Why do the Repubs get away with saying the Estate Tax is 'double taxation'?
Wednesday, December 27, 2017
Now, What's Left?
Now, What's Left?
We know what is going on with the Right.
We have come to the understanding (which I and other progressive writers came to 10 years ago) that the authoritarian personality - the core Trump supporter - is not amenable to persuasion, argument or even fact; that they make their political decisions based on the belief that a 'strongman' will keep them safe and it is the bad 'others' who are the real problem. We know that right-wing authoritarians have a much lower threshold for tolerating fear and uncertainty than those who identify as liberal or progressive.
In my book "The Price of Right: How the Conservative Agenda Has Failed America (and Always Will", written while George W. Bush was president, I stated that my biggest worry was what would happen if our right-wing authoritarian populace, activated and intensified by 9/11, were to come into contact with a real social dominator. Bush was an authoritarian, but not a social dominator or even a double-high authoritarian (those who would score high on both authoritarian and social domination scales) although he was surrounded with quite a few double-highs, such as Cheney and Rove. But a real social dominator is without even the vestige of conscience or core intellectual ideology that drives a Cheney.
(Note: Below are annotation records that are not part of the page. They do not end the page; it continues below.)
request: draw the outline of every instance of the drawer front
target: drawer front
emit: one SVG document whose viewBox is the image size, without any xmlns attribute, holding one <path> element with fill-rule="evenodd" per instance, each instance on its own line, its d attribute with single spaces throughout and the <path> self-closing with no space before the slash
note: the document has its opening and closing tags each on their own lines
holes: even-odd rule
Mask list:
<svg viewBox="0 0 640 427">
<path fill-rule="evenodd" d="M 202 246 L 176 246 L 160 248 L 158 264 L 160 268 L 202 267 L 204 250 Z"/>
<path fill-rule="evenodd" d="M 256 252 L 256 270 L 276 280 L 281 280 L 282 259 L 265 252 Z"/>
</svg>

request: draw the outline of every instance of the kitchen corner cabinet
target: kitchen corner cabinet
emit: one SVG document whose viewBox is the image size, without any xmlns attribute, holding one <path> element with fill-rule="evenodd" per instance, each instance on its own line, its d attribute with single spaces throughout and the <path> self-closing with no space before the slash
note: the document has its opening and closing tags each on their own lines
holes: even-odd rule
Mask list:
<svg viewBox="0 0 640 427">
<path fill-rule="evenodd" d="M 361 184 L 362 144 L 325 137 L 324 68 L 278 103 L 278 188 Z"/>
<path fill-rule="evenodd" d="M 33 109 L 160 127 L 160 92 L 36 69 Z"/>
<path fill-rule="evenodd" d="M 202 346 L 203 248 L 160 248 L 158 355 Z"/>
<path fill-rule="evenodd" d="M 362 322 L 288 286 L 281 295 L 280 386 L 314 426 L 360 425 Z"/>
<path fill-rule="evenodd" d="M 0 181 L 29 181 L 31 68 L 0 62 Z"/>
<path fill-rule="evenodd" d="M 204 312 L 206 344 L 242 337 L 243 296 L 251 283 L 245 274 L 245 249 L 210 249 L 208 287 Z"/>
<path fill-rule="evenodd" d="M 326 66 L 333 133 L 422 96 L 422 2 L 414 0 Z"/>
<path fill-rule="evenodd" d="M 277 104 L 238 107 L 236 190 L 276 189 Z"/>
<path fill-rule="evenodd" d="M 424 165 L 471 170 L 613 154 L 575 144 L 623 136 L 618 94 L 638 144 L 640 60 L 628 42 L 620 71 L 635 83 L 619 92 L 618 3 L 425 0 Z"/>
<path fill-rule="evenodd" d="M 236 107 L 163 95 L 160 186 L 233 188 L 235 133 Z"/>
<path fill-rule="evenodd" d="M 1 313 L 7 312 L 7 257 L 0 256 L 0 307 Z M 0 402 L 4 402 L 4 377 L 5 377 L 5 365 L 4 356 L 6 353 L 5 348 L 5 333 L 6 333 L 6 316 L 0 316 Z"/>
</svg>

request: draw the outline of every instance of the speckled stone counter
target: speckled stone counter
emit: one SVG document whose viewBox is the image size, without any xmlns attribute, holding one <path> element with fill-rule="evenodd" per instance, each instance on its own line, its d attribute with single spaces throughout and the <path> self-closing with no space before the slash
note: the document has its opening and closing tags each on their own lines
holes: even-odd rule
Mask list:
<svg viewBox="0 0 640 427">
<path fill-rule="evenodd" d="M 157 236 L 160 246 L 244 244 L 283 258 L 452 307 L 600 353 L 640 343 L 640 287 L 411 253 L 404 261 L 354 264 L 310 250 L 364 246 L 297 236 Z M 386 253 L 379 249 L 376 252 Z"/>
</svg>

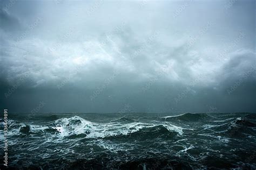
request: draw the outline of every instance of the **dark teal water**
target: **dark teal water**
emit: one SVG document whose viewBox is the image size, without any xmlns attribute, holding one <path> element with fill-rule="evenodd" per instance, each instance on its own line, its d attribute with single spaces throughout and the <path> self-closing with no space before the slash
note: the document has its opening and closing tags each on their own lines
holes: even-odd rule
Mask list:
<svg viewBox="0 0 256 170">
<path fill-rule="evenodd" d="M 254 114 L 9 114 L 8 118 L 10 169 L 256 168 Z"/>
</svg>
My fear has come true 10 years later.
A social dominator is the ideal attraction for the authoritarian personality and can command the utmost loyalty and obedience from his followers, and this is why Trump is unassailable as far as his base is concerned. There is nothing that makes an authoritarian feel safer and stronger than being led by a social dominator. They are both completely submissive to their accepted leader and highly aggressive towards anyone that leader dislikes.
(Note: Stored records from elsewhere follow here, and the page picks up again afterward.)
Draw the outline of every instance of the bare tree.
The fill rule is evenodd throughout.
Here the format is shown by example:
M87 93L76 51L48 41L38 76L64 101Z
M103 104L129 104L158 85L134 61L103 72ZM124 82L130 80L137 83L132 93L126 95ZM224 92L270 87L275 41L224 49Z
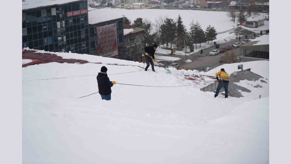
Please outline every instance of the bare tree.
M223 62L227 64L236 63L237 59L235 52L233 50L228 51L224 53L224 57L223 58Z
M233 21L233 23L235 23L235 17L237 15L237 12L233 9L231 8L229 11L226 12L226 16L228 17L231 18L231 20Z

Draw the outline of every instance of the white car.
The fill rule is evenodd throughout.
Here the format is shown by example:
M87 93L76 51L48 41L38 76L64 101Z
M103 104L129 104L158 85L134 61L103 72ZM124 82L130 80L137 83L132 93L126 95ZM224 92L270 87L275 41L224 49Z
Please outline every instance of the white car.
M244 40L242 41L242 44L244 44L245 43L246 43L249 42L249 39L244 39Z
M236 42L233 43L233 45L235 48L237 48L242 45L242 44L240 43Z
M249 39L249 40L251 41L252 40L256 38L256 37L252 37L250 38Z
M219 53L219 50L213 50L209 52L208 54L210 55L216 55Z

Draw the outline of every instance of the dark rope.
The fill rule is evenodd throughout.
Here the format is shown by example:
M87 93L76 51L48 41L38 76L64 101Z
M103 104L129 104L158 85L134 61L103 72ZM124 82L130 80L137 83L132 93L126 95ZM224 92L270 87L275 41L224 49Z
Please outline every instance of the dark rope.
M79 97L79 98L82 98L82 97L87 97L87 96L90 96L91 94L95 94L95 93L98 93L98 92L96 92L96 93L92 93L92 94L89 94L89 95L87 95L87 96L83 96L83 97Z

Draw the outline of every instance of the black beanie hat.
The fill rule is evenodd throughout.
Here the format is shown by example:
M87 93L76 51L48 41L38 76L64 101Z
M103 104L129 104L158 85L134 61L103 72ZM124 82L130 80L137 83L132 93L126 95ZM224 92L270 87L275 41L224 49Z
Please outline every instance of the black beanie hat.
M107 71L107 68L105 66L103 66L101 68L101 70L100 71L102 72L105 72Z

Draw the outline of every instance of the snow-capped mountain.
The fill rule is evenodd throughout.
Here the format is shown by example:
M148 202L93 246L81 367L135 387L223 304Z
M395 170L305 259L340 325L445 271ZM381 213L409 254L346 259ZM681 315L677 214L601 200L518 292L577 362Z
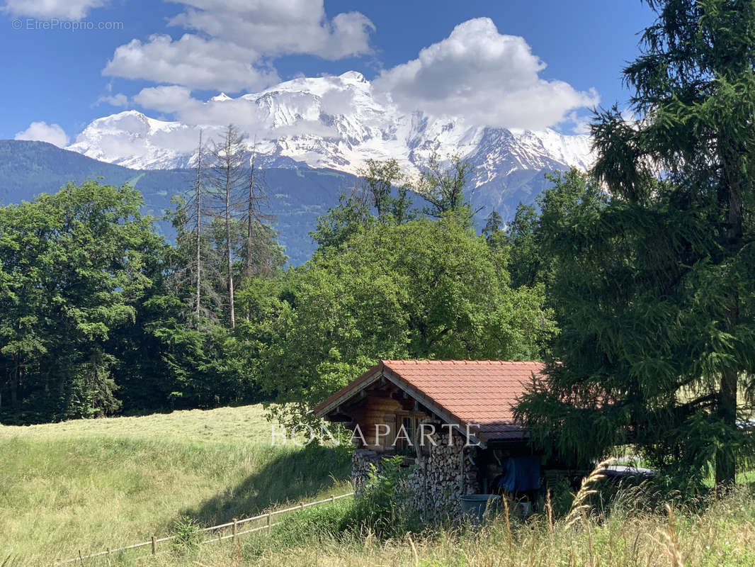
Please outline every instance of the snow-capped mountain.
M393 157L412 175L433 153L441 158L458 154L475 166L473 200L503 209L510 209L522 191L539 191L532 181L543 170L584 169L593 159L586 135L509 131L453 116L399 113L353 71L194 102L185 113L190 124L128 110L94 120L67 149L136 169L183 168L193 163L200 129L205 140L211 139L222 130L217 125L233 122L248 134L249 149L254 146L269 167L307 166L355 174L369 158Z

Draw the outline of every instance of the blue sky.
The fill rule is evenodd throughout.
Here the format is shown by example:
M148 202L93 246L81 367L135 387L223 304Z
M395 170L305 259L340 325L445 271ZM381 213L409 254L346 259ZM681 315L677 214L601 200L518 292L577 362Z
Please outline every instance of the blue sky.
M180 117L168 93L205 100L347 70L380 79L407 110L461 107L491 125L578 131L593 102L627 98L621 69L652 19L639 0L0 2L0 138L44 122L29 135L58 145L128 108ZM461 86L447 88L455 78ZM532 100L540 115L512 118Z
As we have seen, this is a complete 'alternate universe' in which we cannot even agree on a set of basic facts, much less have a substantive debate on them.
But as the backlash to the Trump regime is building momentum, and Democrats are increasingly improving the possibility of winning back a majority in the House and Senate, I find myself wondering what the Dems are going to do to snatch defeat from the jaws of victory, as we always do.
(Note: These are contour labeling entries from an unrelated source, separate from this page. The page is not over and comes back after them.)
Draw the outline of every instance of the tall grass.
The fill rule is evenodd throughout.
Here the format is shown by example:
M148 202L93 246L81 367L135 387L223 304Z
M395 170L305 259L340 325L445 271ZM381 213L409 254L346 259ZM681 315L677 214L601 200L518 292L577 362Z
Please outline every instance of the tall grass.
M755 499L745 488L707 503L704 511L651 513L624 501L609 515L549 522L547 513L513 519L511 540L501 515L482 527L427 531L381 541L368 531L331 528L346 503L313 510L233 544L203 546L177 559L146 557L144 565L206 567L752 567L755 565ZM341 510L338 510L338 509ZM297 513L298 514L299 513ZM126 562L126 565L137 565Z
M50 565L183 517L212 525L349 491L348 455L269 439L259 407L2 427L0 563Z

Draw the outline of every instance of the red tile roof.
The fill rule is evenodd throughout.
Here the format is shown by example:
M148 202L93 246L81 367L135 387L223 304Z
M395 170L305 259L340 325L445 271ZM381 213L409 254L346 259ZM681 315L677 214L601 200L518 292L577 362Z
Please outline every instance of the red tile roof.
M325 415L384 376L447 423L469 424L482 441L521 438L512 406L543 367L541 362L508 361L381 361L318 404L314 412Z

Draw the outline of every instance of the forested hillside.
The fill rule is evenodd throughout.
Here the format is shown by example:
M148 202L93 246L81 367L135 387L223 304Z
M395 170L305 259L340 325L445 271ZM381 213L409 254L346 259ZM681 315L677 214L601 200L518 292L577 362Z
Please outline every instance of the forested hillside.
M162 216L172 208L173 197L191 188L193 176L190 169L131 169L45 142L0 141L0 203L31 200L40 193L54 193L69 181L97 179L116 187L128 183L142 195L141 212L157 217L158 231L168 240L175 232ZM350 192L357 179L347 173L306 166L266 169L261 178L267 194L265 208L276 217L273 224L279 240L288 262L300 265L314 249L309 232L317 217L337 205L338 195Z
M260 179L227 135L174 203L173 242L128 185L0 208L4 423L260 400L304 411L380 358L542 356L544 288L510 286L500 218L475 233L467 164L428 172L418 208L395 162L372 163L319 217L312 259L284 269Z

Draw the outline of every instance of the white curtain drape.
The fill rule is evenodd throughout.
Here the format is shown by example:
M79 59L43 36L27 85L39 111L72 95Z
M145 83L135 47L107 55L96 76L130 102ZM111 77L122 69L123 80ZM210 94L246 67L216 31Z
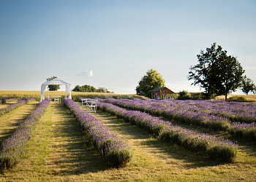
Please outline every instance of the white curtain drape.
M41 86L41 98L40 98L40 103L45 100L45 92L47 90L47 84L42 84Z
M66 84L66 97L67 97L67 92L69 94L69 98L72 99L71 95L71 85Z

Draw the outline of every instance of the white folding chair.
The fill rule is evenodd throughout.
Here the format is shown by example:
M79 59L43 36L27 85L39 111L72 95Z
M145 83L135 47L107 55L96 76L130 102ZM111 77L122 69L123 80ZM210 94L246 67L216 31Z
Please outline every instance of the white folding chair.
M85 107L86 110L87 110L88 109L88 106L89 106L88 99L87 98L82 98L81 101L82 101L83 109L83 107Z
M91 99L90 101L88 101L89 112L96 113L97 102L98 102L98 100L97 99Z

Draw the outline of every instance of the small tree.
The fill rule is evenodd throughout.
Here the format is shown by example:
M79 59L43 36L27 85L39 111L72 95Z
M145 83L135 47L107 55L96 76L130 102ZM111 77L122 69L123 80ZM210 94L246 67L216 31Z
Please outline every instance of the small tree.
M57 76L51 76L50 78L48 78L47 81L50 81L50 80L52 80L52 79L56 79L56 78L57 78ZM59 85L49 85L49 90L50 91L57 91L60 88L61 88L61 87Z
M185 90L182 91L179 91L178 93L178 96L177 98L177 100L189 100L191 99L191 95L188 91L186 91Z
M157 71L151 68L139 81L139 85L136 87L135 90L139 95L151 98L151 93L148 91L165 87L165 82L162 75Z
M252 80L246 75L243 77L241 90L246 95L248 95L249 92L252 92L254 94L256 92L255 84L253 83Z

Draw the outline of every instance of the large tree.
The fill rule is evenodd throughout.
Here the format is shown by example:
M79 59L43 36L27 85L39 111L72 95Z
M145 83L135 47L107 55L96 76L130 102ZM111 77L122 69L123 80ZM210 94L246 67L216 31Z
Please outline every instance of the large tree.
M52 80L52 79L56 79L56 78L57 78L57 76L51 76L50 78L48 78L47 81L50 81L50 80ZM49 85L49 90L50 91L57 91L60 88L61 88L61 87L59 85Z
M256 87L252 80L248 78L246 75L243 77L241 89L244 93L248 95L249 92L256 92Z
M149 90L165 87L165 81L162 75L154 69L150 69L146 74L139 81L139 85L136 87L136 92L139 95L150 98L151 93Z
M207 98L224 95L227 100L227 95L240 87L244 70L236 58L216 46L215 42L197 55L199 63L190 67L188 79L194 79L192 84L203 88Z

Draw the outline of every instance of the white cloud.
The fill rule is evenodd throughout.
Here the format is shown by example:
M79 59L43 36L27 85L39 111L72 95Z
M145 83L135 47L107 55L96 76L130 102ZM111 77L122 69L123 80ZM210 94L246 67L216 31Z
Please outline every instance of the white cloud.
M86 71L83 72L80 72L80 73L78 74L78 76L91 77L91 76L94 76L94 74L92 73L92 71L93 71L93 70L91 69L90 71Z

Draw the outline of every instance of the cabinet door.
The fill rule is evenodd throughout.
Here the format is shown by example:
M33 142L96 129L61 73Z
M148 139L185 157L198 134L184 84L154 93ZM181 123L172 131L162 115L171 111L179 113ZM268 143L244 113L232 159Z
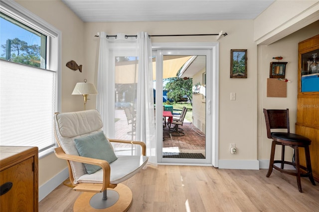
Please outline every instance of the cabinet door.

We play by two completely different set of rules, and we get snookered every single time.
When Bush was in power, Democrats did their best to 'play fair', supporting the President and being willing to compromise, hoping that if we give some, that the other side will give some as well. What we got for our pains was a kick in the teeth.
What the left sees as fairness - both sides being willing to compromise in order to move forward - the right sees as weakness and a willingness to betray one's beliefs. To their mind, if you compromise your principles, then you must not have very firm ones to begin with and therefore you don't deserve respect.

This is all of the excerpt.